Manchester United defensive crisis deepens ahead of visit of all-out attacking Arsenal
Jose Mourinho waiting has fitness concerns over Bailly, Smalling and Young while Lindelof (injury) and Young (suspended) are definitely out
There is a case for arguing that Manchester United’s season has been one long defensive crisis. It is all the more remarkable as it is out of character. While some of Jose Mourinho’s distinctions are stripped from an increasingly beleaguered manager, he retains the record for fewest goals conceded in a top-flight season.
His Chelsea side were breached just 15 times in 2004/05. His United had let in more before October was over. If United against Arsenal was the Premier League’s defining rivalry for a decade, enemies are twinned in a different respect. Now they have the division’s joint fewest clean sheets, a mere two apiece. Yet that porousness has cost United rather more than a rejuvenated Arsenal.
But if United’s defensive difficulties have long felt Mourinho’s self-fulfilling prophecy, his summer complaints about their inability to sign a centre-back amounting to undermining the ones he already has, now he has different kinds of personnel problems.
A patched-up defence will face Arsenal and the Premier League’s top scorer Pierre-Emerick Aubameyang. While United struggle in the more meaningful standings, they have surged to the top of the division’s injury table.
As Marcos Rojo has not played this season, Phil Jones was the only fully fit centre-back available for Saturday’s draw at Southampton. While United wait to see if Eric Bailly and Chris Smalling will be able to return, Victor Lindelof is out. They may have lost both full-backs, with Ashley Young definitely suspended and Luke Shaw an injury doubt.
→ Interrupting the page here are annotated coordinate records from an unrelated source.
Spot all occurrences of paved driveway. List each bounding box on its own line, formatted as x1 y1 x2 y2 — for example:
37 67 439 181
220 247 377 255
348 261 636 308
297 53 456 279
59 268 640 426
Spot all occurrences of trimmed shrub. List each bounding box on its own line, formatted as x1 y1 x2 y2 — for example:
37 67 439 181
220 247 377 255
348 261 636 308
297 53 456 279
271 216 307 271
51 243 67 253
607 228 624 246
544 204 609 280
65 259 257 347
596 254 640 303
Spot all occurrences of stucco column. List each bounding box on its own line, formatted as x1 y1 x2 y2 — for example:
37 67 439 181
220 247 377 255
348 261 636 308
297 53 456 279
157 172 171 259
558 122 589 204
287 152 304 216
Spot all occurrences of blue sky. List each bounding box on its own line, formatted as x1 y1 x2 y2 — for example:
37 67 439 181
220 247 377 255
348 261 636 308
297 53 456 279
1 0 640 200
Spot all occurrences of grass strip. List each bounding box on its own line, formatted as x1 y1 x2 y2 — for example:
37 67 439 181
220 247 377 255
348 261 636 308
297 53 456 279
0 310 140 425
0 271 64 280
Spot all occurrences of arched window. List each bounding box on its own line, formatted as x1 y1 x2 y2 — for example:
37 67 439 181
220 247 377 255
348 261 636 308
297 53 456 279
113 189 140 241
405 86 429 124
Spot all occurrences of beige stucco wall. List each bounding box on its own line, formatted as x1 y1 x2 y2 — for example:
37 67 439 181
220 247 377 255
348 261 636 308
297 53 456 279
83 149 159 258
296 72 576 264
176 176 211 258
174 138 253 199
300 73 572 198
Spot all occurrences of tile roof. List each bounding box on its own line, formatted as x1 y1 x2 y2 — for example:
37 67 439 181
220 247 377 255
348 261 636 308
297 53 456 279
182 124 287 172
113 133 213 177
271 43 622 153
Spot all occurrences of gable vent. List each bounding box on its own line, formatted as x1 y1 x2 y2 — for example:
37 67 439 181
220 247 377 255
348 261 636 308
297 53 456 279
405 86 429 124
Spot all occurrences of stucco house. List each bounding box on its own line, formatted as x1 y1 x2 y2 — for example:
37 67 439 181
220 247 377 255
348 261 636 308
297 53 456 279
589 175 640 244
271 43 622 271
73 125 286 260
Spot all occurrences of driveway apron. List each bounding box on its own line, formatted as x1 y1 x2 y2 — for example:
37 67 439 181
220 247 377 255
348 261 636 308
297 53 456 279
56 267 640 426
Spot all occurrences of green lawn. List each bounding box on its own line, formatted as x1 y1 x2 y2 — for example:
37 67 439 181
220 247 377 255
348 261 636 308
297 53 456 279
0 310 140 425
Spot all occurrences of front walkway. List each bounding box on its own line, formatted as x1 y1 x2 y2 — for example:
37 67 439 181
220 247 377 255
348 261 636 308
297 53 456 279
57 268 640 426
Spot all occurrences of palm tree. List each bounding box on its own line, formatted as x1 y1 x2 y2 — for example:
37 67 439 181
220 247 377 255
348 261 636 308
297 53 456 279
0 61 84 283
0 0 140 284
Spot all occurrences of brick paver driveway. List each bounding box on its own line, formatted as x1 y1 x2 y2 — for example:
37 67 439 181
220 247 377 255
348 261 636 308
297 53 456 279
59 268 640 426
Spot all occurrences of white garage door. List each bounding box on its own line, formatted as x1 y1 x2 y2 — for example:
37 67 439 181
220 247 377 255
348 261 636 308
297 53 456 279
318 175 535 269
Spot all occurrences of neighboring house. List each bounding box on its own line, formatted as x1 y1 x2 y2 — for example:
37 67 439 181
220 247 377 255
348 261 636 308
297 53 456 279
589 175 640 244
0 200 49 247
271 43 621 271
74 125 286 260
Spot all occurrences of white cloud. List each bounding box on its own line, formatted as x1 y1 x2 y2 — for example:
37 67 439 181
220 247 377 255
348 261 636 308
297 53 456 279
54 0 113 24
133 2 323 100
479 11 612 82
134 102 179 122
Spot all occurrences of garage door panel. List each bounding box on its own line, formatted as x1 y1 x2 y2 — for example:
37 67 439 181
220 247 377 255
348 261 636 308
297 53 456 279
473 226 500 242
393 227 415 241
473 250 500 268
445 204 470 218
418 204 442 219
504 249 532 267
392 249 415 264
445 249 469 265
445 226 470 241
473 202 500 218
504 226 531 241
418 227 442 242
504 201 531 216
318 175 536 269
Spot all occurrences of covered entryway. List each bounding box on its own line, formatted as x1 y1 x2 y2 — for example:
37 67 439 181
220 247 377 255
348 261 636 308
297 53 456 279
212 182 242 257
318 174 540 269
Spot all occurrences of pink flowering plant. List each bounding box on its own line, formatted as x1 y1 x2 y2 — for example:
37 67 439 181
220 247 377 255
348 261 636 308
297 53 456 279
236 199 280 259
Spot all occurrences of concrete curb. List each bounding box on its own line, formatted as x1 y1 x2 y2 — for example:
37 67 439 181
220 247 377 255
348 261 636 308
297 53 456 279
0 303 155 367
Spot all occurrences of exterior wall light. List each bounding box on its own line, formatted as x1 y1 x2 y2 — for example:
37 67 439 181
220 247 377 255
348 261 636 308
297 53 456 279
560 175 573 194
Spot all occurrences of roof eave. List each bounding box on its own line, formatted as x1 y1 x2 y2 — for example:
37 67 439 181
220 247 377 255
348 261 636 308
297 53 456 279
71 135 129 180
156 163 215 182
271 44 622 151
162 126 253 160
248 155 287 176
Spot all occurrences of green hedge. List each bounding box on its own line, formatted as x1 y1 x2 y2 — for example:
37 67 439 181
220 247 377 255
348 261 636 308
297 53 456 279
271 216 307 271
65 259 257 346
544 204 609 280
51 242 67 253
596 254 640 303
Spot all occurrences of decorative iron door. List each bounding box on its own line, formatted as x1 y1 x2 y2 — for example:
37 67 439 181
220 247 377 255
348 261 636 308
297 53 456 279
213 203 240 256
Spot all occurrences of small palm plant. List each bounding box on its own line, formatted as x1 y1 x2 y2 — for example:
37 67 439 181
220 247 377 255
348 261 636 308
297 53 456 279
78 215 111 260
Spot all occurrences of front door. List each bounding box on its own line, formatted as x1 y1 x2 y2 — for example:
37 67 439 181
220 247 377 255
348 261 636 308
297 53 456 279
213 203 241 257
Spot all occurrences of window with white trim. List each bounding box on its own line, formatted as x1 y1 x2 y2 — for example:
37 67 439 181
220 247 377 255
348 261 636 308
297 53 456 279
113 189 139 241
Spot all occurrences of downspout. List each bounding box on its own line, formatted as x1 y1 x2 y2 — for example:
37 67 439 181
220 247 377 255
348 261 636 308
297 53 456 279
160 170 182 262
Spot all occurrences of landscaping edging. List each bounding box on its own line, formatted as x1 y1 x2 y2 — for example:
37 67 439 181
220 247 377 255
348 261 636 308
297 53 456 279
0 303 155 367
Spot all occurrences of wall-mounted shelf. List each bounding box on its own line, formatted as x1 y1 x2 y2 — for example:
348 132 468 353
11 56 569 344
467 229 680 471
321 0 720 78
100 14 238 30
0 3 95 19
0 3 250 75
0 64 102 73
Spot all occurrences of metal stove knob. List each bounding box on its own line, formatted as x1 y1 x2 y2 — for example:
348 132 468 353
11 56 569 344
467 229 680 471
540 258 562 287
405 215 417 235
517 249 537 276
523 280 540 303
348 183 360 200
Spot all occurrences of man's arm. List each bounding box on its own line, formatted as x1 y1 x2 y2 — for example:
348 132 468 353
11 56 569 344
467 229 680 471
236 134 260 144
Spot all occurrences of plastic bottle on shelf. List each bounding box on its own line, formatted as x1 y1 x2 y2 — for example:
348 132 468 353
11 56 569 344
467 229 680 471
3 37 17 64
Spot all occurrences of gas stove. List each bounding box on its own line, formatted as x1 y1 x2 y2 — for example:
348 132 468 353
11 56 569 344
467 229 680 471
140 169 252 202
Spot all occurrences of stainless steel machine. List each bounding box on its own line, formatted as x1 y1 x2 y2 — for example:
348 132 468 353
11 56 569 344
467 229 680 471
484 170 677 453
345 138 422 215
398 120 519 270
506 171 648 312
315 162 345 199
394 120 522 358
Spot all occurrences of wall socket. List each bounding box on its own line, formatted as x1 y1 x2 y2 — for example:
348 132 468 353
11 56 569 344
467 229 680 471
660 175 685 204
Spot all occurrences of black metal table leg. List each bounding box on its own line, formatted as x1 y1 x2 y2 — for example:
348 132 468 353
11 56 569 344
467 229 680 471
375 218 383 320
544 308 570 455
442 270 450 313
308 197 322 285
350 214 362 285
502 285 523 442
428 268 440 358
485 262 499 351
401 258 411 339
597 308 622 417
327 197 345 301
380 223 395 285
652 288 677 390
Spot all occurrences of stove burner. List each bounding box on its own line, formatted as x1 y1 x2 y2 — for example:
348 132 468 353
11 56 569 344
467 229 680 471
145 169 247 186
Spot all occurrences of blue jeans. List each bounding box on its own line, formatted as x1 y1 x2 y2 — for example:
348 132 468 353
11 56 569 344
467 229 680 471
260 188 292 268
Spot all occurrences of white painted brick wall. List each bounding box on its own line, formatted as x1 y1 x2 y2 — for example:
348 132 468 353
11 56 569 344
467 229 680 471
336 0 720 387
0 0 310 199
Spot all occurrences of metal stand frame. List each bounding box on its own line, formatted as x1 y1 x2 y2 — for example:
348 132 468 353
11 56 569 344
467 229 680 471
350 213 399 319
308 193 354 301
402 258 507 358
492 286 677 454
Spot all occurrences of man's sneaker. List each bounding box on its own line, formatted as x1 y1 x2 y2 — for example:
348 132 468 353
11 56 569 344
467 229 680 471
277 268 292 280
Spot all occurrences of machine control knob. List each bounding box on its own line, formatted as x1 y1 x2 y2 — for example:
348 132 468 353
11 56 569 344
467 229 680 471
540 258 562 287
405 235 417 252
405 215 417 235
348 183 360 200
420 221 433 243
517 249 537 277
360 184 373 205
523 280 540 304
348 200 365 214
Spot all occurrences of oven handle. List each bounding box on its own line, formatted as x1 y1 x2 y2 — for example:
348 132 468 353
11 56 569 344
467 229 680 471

Diogo Dalot’s first Premier League start could come against a side unbeaten since August.
Arsenal are depleted themselves, with Granit Xhaka suspended, but with Aaron Ramsey and Alexandre Lacazette pushing for starts after influential cameos in the uplifting win over Tottenham Hotspur, they are picking from a position of strength.
Mourinho, held by relegation strugglers, is not. “We are going to be in difficulties again to build the team,” said a manager who used midfielders Nemanja Matic and Scott McTominay in a back three at St Mary’s. “We are again going to have to make adaptations and compensations to try to give some balance to the team.”
If it represents a test of Mourinho’s organisational and motivational prowess, two skills that often have seemed to have deserted him, there is also the question of what can be expected of United, regardless of absentees. Mourinho’s blame-avoidance strategy has been to suggest that his is an impossible task while ignoring inconvenient realities like his £400 million (Dh1.8 billion) spend in the transfer market or figures showing they have England’s biggest wage bill.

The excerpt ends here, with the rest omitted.